There is always something to do in Cow Hollow, which is why locals love their neighborhood so much. Cow Hollow residents love being outdoors, whether that means passing the time at a sidewalk café or setting a new personal best time on a run to the Marina Green, all while maintaining a level of luxury and style.

Pacific Heights is the granddaddy (or grand-mommy?) of San Francisco neighborhoods. People think of decades and years here instead of months and days. There are plenty of homes that can trace their ownership lineage to the time when X family came to the City from the East Coast where X made their fortune in something. That pattern has repeated itself of late as the area has become home to many a tech-derived fortune.
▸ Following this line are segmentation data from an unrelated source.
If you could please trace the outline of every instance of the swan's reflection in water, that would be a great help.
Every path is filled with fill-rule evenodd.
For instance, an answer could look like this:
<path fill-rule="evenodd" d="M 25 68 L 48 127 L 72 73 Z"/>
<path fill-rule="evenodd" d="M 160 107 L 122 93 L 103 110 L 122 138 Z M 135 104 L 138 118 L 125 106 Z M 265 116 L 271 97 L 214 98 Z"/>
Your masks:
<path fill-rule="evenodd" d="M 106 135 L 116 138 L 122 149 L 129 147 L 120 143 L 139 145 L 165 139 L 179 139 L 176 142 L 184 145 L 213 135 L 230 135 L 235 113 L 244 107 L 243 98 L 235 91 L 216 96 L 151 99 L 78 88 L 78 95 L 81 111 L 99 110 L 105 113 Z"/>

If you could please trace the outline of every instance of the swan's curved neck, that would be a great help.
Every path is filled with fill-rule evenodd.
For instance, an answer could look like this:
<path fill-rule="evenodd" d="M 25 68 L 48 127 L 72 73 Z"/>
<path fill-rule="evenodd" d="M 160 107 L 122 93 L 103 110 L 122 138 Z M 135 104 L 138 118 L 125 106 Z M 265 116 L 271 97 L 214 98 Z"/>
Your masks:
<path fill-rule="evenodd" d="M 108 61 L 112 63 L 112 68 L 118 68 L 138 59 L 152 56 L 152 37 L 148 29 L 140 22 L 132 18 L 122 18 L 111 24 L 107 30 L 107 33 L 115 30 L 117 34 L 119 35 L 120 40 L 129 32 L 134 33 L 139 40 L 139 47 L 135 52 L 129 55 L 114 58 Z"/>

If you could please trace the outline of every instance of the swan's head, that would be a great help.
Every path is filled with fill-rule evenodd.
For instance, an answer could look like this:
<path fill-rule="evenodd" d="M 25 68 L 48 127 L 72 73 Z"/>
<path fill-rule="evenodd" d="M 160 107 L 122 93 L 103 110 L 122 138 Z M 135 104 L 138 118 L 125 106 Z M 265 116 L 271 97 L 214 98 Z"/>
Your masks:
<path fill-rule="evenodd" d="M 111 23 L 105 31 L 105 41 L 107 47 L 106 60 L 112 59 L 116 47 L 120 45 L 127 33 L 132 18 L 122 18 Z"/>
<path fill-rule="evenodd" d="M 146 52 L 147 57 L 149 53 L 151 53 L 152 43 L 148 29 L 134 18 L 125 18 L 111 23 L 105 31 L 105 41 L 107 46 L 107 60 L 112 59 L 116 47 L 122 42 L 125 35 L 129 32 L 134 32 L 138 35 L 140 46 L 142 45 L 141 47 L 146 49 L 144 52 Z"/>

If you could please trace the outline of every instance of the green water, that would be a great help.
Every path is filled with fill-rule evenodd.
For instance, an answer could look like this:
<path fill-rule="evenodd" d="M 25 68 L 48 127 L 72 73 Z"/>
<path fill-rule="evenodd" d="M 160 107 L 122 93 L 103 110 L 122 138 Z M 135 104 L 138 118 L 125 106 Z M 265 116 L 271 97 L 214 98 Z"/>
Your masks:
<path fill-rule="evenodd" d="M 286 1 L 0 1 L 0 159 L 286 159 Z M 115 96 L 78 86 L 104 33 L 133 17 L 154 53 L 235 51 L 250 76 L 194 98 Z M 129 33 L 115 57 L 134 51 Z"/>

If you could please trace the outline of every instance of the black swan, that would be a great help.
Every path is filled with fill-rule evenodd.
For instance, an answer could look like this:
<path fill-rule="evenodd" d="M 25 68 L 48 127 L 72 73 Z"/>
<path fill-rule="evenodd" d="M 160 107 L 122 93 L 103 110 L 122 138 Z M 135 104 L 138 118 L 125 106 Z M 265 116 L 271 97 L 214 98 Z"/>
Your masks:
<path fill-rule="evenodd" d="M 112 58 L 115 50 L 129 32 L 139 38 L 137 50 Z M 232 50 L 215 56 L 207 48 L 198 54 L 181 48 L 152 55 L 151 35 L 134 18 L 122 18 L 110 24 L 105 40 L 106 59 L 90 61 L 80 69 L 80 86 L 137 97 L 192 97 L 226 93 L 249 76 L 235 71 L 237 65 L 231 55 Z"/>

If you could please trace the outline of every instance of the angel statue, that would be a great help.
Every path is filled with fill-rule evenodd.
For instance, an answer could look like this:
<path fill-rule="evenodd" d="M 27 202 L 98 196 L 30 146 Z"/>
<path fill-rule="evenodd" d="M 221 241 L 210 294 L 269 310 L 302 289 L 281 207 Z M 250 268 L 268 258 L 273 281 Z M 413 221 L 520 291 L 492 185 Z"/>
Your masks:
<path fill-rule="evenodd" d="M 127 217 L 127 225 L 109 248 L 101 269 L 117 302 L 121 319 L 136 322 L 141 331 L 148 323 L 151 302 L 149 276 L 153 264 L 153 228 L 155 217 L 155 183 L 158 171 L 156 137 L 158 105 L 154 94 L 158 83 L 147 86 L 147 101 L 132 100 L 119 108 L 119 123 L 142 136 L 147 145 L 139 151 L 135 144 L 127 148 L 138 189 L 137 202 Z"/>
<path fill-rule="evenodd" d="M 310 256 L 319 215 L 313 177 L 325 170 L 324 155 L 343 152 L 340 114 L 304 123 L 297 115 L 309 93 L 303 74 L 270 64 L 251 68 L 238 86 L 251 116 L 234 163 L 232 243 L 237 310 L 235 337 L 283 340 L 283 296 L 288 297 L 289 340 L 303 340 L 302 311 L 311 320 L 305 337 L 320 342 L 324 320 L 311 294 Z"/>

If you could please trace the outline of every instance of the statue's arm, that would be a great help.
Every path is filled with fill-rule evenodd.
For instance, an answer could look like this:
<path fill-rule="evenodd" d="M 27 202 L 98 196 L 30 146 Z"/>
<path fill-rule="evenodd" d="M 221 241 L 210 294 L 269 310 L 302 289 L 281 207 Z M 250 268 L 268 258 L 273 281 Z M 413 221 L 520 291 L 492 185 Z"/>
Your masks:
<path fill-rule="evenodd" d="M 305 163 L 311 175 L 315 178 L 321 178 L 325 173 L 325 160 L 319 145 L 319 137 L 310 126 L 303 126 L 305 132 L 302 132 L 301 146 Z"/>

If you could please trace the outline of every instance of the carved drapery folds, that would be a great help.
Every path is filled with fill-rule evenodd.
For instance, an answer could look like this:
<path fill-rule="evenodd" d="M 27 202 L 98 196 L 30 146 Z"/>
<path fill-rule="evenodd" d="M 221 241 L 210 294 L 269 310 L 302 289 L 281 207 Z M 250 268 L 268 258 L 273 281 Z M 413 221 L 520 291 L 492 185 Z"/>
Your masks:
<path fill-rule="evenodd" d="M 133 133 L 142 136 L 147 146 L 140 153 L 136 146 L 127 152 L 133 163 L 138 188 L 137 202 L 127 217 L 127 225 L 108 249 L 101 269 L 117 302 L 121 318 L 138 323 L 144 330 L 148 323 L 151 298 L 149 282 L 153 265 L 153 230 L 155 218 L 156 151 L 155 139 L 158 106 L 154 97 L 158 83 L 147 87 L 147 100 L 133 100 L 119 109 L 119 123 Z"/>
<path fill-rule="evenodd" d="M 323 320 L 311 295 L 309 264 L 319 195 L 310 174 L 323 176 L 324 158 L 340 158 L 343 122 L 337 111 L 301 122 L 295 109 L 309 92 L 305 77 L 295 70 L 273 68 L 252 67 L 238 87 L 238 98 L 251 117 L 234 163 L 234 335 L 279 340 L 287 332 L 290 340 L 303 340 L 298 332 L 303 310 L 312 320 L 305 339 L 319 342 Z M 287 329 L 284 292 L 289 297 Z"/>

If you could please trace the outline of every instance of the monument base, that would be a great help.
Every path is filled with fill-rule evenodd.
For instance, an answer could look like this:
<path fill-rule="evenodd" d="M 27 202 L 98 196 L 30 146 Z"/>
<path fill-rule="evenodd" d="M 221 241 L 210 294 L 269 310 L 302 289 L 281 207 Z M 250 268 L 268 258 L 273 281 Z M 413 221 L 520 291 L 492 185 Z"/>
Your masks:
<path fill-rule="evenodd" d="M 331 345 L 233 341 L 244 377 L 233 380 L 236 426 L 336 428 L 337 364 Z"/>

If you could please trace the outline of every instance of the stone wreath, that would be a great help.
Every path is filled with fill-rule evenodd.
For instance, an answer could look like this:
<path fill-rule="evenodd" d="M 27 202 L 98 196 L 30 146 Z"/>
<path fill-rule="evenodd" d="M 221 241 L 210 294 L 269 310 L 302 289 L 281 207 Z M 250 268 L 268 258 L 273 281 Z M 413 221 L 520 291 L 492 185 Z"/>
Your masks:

Houses are large and opulent and vaguely East Coast-meets-London. The scale of properties here is what sets them apart from many other parts of the City. You’ll see many a porta-potty here as renovations take a long time as there’s more house and more to do as the homes that haven’t been touched in years can be cavernous, drafty and creaky. Lots of changes (some elective, some required) are needed in a Pacific Heights fixer but the resulting product can be over-the-top and is likely to be refined, restrained and tasteful — or so we hope. More tawdry renovations at these price points tend to take place on the Peninsula as most developers, architects and homeowners like to show off the views you’re likely to get here. And yes, you’re paying for location, prestige and views.